Pharmacy student's Gradflix video examines economic feasibility of new cancer gene therapy

Tuesday, February 19, 2019

Treatment for cancer is rigorous, often requires multiple strategies and medications are expensive. Pharmacy master's student Kristina Ellis is examining the effectiveness and affordability of the most innovative cancer treatments in recent years: CAR T-cell therapy. She created a video of her work and was a finalist in Waterloo's inaugural Gradflix competition.

GRADflix is an opportunity for graduate students to create a one minute (or less) video, moving slide show, or animation describing their research. The videos were judged on their communication, creativity and visual impact, and technical quality. The initiative was launched by Graduate Studies and Postdoctoral Affairs.

Remote video URL

Ellis’ research summary was a finalist in the annual Gradflix video competition.

Chimeric-antigen receptor (CAR) T-cell therapy is a form of gene therapy designed to treat a subset of cancers of the blood and lymph nodes. It involves removing the T-cells of a patient with cancer, reprogramming those cells to attack the cancer, and then injecting them back into the patient’s body. It’s unlike any treatment currently in use. The first form of CAR T-cell therapy was approved by Health Canada in September 2018, and it’s anticipated that provincial and territorial regulatory bodies will soon be making decisions on how and when to fund the drug.

Ellis is conducting two projects that will generate findings to inform funding decisions about CAR T-cell therapy in a Canada. One is a qualitative study involving interviews with researchers, clinicians, policy makers, and other stakeholders with an interest in the new therapy.

The goal of this part of the study is to improve our understanding of the process of developing the therapy and delivering it to patients in need, said Ellis.

The second component of the project is a quantitative cost-effectiveness analysis that will examine how CAR T-cell therapy compares, cost-wise, to the typical standard of care in patients with aggressive large B-cell lymphomas.

“Unfortunately for patients with these types of lymphomas, they’ve often tried a few treatments that haven’t had success,” said Ellis, from the School of Pharmacy. “They have a poor prognosis and are treated with ‘salvage chemotherapy’ - the last effort when other drugs haven’t worked. It’s at this point that we would consider CAR T-cell therapy as an option.”

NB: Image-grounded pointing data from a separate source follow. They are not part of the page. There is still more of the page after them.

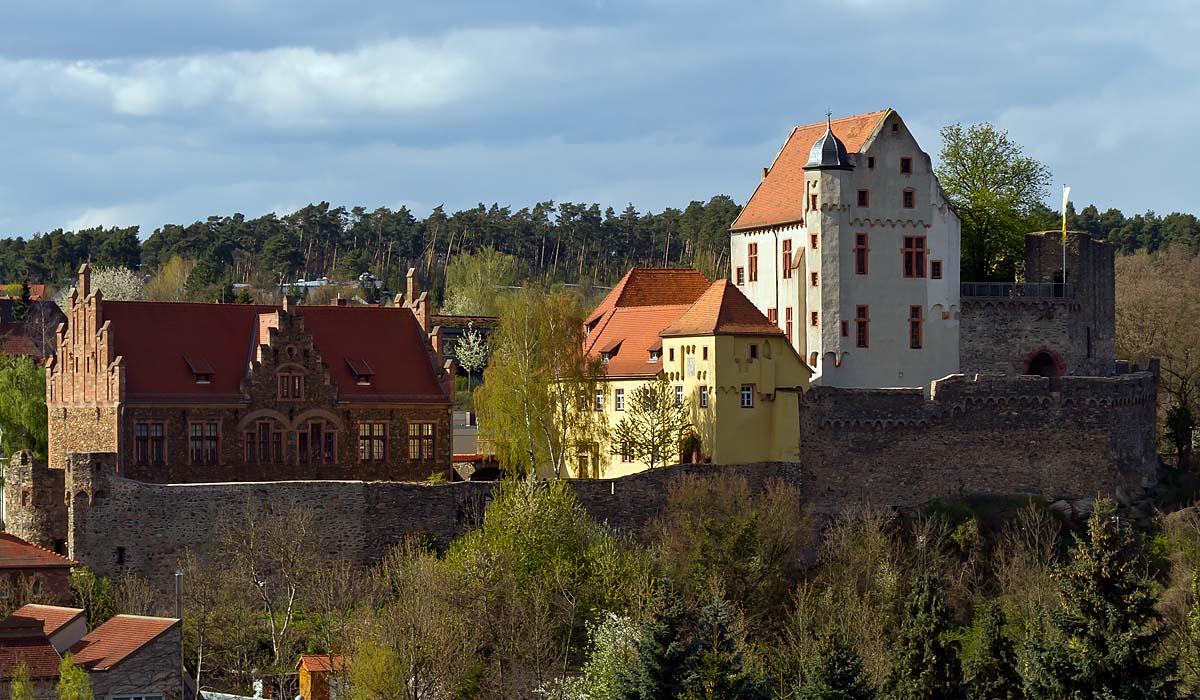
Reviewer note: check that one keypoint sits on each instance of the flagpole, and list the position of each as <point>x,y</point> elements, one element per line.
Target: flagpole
<point>1066,192</point>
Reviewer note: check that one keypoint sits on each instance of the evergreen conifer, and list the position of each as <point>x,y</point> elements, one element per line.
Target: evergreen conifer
<point>993,670</point>
<point>720,671</point>
<point>925,662</point>
<point>837,674</point>
<point>1107,635</point>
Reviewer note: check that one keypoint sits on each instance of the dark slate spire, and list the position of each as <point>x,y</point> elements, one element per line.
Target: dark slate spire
<point>828,153</point>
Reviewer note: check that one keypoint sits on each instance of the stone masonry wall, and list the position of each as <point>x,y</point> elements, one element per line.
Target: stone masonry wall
<point>887,448</point>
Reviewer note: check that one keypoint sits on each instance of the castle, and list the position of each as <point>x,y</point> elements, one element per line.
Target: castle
<point>988,389</point>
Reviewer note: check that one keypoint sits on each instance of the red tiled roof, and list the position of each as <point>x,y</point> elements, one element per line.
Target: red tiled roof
<point>637,330</point>
<point>155,339</point>
<point>724,310</point>
<point>779,198</point>
<point>117,639</point>
<point>321,663</point>
<point>653,287</point>
<point>52,617</point>
<point>18,554</point>
<point>23,640</point>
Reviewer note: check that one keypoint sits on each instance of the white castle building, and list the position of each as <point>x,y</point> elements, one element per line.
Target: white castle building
<point>851,246</point>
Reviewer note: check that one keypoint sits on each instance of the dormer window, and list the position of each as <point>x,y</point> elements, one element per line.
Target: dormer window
<point>202,371</point>
<point>361,371</point>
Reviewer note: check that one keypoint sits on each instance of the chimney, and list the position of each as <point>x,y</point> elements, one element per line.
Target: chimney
<point>84,280</point>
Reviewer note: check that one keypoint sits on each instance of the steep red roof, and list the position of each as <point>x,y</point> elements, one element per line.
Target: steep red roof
<point>117,639</point>
<point>779,198</point>
<point>319,663</point>
<point>24,640</point>
<point>52,617</point>
<point>723,310</point>
<point>629,334</point>
<point>18,554</point>
<point>157,339</point>
<point>653,287</point>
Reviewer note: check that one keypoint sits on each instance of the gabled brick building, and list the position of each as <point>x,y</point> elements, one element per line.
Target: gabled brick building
<point>246,393</point>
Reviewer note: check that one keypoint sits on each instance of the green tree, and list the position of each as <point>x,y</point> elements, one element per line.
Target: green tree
<point>995,189</point>
<point>835,674</point>
<point>1107,636</point>
<point>664,656</point>
<point>720,671</point>
<point>654,424</point>
<point>23,419</point>
<point>925,662</point>
<point>535,381</point>
<point>991,671</point>
<point>21,687</point>
<point>73,681</point>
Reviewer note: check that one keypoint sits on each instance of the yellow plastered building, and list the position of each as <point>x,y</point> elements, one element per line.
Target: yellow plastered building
<point>729,363</point>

CAR T-cell therapy is exorbitantly expensive and while it can be successful for some patients, for others it can have serious and even fatal side effects such as triggering an aggressive immune system response. These risks make physician decisions about when to use the drug, and funding bodies’ decisions about when to cover the cost of the drug, especially challenging.

“By modelling the cost-effectiveness of CAR T-cell therapy, my research will generate findings that can support funding decisions about this new medication. I achieve this by inputting information such as efficacy and safety data, overall survival, and costs – of the drug, of the administration costs, of the adverse events, and more – I can build a model that will predict patient outcomes in the long-term, relative to the costs.”

Such economic models are standard resources for policy-makers, as they help ensure that funding decisions consider the wide variety of factors which impact paying for health care services. This type of work is new to Ellis, who first learned about economic modelling in a graduate class taught by her supervisor, Prof. William W.L. Wong.

“I had an interest in the cancer space from my time working at CADTH (Canadian Agency for Drugs and Technologies in Health) on the pan-Canadian Oncology Drug Review team. My thesis will contribute to a large-scale project that is a systems level policy model. It’s encouraging to play a role in comprehensive research that can inform health policy.”

After graduation, Ellis hopes to continue working in the health economics and informatics space. Her research has received support from BioCanRx.